Since then Apache has released two more releases of Hadoop 2. The most recent Release 2.4.0 of Hadoop 2 now supports Automatic Failover of the YARN ResourceManager. Because of many such enterprise ready features, Hadoop is making news and positive predictions.

This post explains the new features in detail and clarifies many prevalent doubts about Hadoop 2.0. If you are new to Hadoop, review our previous blog posts on HDFS and MapReduce and HDFS Architecture. Here this Big Data Course will explain to you more about HDFS with real-time project experience, which was well designed by Top Industry working Experts.

Following are the four main improvements in Hadoop 2.0 over Hadoop 1.x:

There are additional features such as Capacity Scheduler (Enable Multi-tenancy support in Hadoop), Data Snapshot, Support for Windows, NFS access, enabling increased Hadoop adoption in the Industry to solve Big Data problems.

HDFS Federation

Even though a Hadoop Cluster can scale up to hundreds of DataNodes, the NameNode keeps all its metadata in memory (RAM). This results in the limitation on maximum number of files a Hadoop Cluster can store (typically 50-100M files). As your data size and cluster size grow this becomes a bottleneck as size of your cluster is limited by the NameNode memory.

Hadoop 2.0 feature HDFS Federation allows horizontal scaling for Hadoop distributed file system (HDFS). This is one of the many sought after features by enterprise class Hadoop users such as Amazon and eBay. HDFS Federation supports multiple NameNodes and namespaces.

In order to scale the name service horizontally, federation uses multiple independent Namenodes and Namespaces. The Namenodes are federated, that is, the Namenodes are independent and don’t require coordination with each other.
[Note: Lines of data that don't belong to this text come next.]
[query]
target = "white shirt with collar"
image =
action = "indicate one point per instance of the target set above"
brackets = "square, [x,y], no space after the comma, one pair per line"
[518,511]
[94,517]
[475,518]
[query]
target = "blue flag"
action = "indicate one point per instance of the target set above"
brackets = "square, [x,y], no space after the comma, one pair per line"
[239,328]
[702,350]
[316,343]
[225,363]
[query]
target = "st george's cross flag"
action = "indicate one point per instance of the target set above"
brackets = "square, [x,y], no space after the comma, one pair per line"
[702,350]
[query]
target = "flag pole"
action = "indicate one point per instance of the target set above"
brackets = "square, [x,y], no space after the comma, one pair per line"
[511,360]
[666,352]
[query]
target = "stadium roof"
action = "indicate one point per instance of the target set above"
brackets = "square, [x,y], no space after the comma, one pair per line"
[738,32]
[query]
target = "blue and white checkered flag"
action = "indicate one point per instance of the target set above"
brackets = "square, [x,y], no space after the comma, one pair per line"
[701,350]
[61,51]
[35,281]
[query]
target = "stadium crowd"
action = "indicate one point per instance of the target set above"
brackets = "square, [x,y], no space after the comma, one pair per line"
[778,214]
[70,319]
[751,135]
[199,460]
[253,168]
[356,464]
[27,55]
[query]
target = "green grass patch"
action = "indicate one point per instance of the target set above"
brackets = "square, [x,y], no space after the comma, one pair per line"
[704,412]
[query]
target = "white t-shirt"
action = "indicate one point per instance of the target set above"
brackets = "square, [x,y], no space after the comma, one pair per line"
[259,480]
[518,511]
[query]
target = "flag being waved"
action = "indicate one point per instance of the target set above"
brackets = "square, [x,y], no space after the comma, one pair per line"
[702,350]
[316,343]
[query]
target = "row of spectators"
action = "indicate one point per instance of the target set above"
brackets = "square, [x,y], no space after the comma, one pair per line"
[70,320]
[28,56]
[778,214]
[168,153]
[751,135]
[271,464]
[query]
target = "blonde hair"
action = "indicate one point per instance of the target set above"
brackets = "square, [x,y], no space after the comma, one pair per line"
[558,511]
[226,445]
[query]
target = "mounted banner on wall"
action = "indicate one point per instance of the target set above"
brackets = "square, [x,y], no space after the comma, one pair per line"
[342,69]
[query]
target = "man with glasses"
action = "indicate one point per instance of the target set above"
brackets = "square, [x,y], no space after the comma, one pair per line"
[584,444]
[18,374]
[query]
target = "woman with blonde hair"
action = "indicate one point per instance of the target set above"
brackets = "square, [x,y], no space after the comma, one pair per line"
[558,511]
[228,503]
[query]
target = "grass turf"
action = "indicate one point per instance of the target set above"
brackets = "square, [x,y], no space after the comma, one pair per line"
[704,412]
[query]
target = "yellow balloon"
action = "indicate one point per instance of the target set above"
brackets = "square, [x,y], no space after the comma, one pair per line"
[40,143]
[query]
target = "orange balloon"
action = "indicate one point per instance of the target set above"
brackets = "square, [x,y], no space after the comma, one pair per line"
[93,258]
The DataNodes are used as common storage for blocks by all the Namenodes. Each DataNode registers with all the NameNodes in the cluster. DataNodes send periodic heartbeats and block reports and handle commands from the NameNodes.

NameNode High Availability

In Hadoop 1.x, NameNode was single point of failure. NameNode failure makes the Hadoop Cluster inaccessible. Usually, this is a rare occurrence because of business-critical hardware with RAS features used for NameNode servers.

In case of NameNode failure, Hadoop Administrators need to manually recover the NameNode using Secondary NameNode.

Hadoop 2.0 Architecture supports multiple NameNodes to remove this bottleneck. Hadoop 2.0, NameNode High Availability feature comes with support for a Passive Standby NameNode. These Active-Passive NameNodes are configured for automatic failover.

All namespace edits are logged to a shared NFS storage and there is only a single writer (with fencing configuration) to this shared storage at any point of time. The passive NodeNode reads from this storage and keeps an updated metadata information for cluster. In case of Active NameNode failure, the passive NameNode becomes the Active NameNode and starts writing to the shared storage. The fencing mechanism ensures that there is only one write to the shared storage at any point of time.

With Hadoop Release 2.4.0, High Availability support for Resource Manager is also available. 

YARN – Yet Another Resource Negotiator

Large amount of Data from multiple stores is stored in HDFS but you can only run MapReduce framework jobs on to process and analyse the same (with Pig and Hive). To process with other framework applications such as Graph or Streaming, you need to take this data out of HDFS, for example, into Cassandra or HBase.

Hadoop 2.0 provides YARN API‘s to write other frameworks to run on top of HDFS. This enables running Non-MapReduce Big Data Applications on Hadoop. Spark, MPI, Giraph, and HAMA are few of the applications written or ported to run within YARN.

Image Credit: http://hortonworks.com/hadoop/yarn/

YARN provides the daemons and APIs necessary to develop generic distributed applications of any kind, handles and schedules resource requests (such as memory and CPU) from such applications, and supervises their execution.

YARN – Resource Manager

In Hadoop, JobTracker is the master daemon for both Job resource management and scheduling/monitor of Jobs. In large Hadoop Cluster with thousands of Map and Reduce tasks running with TaskTackers on DataNodes, this results in CPU and Network bottlenecks.

It takes care of the entire life cycle of a Job from scheduling to successful completion –Scheduling and Monitoring. It also has to maintain resource information on each of the nodes such as number of map and reduce slots available on DataNodes – Resource management.

The Next Generation MapReduce framework (MRv2) is an application framework that runs within YARN. The new MRv2 framework divides the two major functions of the JobTracker, resource management and job scheduling/monitoring, into separate components.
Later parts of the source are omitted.